Abstract Diets containing 68 per cent glucose, sucrose, or lactose were fed to 40-day-old and adult rats for 1 to 12 weeks. Whether the animals were fed ad libitum or isocalorically, small intestinal lactase, sucrase, and maltase activities were consistently and significantly greater in rats fed lactose compared to rats fed glucose, sucrose, or lab chow. The greatest differences occurred between rats fed sucrose, which had the lowest activities of all 3 disaccharidases, and those fed lactose, which had the highest. The differences were detectable after 1 week of feeding (the shortest period tested), were maximal at 3 weeks, and persisted for up to 12 weeks. They occurred in growing as well as in adult animals.
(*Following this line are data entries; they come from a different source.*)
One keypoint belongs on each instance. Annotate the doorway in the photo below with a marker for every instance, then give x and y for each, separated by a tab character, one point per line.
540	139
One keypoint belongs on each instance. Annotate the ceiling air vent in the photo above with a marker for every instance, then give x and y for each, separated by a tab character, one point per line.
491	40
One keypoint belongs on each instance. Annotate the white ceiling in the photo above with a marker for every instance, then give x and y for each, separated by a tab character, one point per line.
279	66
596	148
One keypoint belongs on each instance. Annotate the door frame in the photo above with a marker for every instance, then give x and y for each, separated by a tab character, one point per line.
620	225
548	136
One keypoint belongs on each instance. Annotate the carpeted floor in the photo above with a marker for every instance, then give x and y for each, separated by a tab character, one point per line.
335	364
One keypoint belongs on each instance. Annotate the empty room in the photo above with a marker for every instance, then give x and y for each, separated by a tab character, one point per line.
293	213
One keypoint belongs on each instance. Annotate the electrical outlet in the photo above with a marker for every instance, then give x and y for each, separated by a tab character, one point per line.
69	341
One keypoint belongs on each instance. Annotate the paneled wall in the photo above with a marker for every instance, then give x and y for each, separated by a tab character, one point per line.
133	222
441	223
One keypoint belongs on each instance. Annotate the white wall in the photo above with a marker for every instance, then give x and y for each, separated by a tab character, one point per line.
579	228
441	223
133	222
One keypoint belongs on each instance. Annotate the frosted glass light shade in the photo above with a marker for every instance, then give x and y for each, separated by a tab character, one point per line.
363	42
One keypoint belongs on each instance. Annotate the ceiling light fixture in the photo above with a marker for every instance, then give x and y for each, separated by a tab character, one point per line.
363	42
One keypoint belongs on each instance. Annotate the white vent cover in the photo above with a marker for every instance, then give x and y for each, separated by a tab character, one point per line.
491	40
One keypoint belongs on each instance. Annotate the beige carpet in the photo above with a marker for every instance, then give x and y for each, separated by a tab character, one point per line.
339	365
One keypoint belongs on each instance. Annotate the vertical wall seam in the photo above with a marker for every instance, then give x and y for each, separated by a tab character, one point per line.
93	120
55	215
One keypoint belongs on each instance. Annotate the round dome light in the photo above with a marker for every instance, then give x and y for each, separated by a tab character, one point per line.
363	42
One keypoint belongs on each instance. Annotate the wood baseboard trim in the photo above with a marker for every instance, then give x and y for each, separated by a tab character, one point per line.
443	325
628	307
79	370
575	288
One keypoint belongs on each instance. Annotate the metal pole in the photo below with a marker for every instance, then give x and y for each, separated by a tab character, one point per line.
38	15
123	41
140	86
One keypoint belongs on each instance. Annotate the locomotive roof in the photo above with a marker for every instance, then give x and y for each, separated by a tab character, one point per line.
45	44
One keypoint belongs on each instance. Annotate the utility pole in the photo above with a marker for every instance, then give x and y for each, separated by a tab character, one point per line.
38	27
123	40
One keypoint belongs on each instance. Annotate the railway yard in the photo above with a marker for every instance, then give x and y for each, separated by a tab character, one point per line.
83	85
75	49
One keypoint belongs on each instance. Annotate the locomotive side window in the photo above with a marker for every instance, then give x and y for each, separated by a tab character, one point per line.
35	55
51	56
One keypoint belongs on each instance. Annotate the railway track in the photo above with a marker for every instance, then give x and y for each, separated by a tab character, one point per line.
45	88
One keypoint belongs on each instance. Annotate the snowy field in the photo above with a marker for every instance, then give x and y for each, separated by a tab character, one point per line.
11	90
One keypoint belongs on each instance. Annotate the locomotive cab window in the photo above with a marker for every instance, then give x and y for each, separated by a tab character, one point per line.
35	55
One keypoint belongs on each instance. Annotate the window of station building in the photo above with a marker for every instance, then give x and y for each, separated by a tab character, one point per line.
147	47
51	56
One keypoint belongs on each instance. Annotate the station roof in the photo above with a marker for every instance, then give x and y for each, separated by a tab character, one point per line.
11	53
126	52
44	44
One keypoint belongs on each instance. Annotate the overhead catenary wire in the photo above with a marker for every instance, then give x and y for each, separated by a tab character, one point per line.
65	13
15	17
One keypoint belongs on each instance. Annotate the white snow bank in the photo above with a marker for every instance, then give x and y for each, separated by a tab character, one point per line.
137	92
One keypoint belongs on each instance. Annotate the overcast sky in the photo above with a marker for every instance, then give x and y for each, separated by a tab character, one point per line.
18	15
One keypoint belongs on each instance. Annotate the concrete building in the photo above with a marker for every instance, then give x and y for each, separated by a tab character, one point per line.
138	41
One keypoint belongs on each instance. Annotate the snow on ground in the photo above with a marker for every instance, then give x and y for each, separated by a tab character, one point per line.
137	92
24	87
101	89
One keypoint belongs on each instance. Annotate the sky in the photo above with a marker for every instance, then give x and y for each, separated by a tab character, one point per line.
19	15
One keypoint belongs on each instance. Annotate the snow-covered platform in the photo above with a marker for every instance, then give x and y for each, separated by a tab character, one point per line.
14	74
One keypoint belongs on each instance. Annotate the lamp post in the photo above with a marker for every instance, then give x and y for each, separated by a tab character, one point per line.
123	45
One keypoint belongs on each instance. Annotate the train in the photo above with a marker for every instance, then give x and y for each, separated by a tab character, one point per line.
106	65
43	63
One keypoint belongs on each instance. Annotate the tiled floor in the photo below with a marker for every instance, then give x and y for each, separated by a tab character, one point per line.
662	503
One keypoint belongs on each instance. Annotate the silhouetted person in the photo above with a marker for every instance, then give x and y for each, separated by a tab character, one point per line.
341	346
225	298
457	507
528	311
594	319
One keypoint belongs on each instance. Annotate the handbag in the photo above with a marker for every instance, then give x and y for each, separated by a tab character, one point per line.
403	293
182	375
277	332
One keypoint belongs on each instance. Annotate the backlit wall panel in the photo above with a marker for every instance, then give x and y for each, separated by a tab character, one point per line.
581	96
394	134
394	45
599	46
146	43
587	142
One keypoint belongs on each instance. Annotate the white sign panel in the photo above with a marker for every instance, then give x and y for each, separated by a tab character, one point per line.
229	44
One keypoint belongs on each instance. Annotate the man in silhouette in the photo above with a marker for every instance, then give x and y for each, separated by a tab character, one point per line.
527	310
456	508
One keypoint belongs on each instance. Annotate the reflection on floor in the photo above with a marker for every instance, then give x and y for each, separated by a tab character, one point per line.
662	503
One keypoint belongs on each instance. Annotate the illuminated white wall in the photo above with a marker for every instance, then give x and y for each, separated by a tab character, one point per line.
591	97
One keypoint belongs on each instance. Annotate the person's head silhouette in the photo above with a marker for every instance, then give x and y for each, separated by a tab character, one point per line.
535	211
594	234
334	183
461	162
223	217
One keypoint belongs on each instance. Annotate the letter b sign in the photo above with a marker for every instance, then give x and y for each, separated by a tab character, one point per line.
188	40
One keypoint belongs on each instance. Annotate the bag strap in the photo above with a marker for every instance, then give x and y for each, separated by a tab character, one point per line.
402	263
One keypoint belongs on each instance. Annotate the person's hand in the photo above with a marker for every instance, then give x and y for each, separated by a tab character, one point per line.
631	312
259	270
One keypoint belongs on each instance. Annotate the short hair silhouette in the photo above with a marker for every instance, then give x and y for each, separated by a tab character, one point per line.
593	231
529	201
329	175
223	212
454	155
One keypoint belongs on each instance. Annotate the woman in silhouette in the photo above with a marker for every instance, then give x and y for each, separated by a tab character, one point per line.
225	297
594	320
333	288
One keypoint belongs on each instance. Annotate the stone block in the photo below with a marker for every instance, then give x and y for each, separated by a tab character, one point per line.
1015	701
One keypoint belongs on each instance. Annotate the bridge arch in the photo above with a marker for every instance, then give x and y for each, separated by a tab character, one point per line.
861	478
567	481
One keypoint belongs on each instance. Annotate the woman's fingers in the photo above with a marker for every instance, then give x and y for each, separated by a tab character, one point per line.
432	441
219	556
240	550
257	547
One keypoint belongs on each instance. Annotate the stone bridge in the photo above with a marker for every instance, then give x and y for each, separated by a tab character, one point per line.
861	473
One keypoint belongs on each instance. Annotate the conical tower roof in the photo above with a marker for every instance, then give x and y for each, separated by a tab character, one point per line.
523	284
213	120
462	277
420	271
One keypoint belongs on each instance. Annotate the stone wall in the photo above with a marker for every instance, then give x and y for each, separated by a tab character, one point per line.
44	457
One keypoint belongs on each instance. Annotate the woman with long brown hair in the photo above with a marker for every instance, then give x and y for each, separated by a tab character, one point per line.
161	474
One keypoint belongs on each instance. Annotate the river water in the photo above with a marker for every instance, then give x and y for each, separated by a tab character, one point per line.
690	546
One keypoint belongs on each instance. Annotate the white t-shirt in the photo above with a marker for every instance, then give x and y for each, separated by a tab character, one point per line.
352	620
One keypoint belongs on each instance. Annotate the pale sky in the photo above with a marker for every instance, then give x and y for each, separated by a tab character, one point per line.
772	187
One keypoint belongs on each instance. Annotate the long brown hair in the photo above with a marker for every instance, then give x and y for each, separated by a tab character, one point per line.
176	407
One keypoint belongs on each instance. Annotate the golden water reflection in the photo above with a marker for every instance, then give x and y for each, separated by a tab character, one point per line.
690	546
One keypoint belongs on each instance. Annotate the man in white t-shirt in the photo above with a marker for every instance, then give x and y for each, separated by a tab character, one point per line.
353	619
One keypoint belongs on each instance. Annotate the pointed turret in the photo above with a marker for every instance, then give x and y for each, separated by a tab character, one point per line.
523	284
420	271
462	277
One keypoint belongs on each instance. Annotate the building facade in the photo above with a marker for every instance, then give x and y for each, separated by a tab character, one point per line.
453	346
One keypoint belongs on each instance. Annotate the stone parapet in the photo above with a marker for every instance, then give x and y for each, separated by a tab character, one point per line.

When lactose was fed following sucrose, sucrase, lactase, and maltase activities increased, and when sucrose was fed following lactose, all 3 enzyme activities decreased. The higher enzyme activities associated with lactose feeding were not secondary to the starvation of animals fed lactose due to their inability to hydrolyze or absorb lactose. Dietary effects on the intestinal enzymes were greatest in the middle half of the gut. The diets did not influence gut weight or intestinal protein content; thus they affected the intestinal disaccharidase activities per se, and their influences were evident whether the enzyme activities were expressed as units per tissue protein or as units per wet weight. Neither sucrose nor lactose influenced the activity of its specific disaccharidase apart from its influence on the other disaccharidases.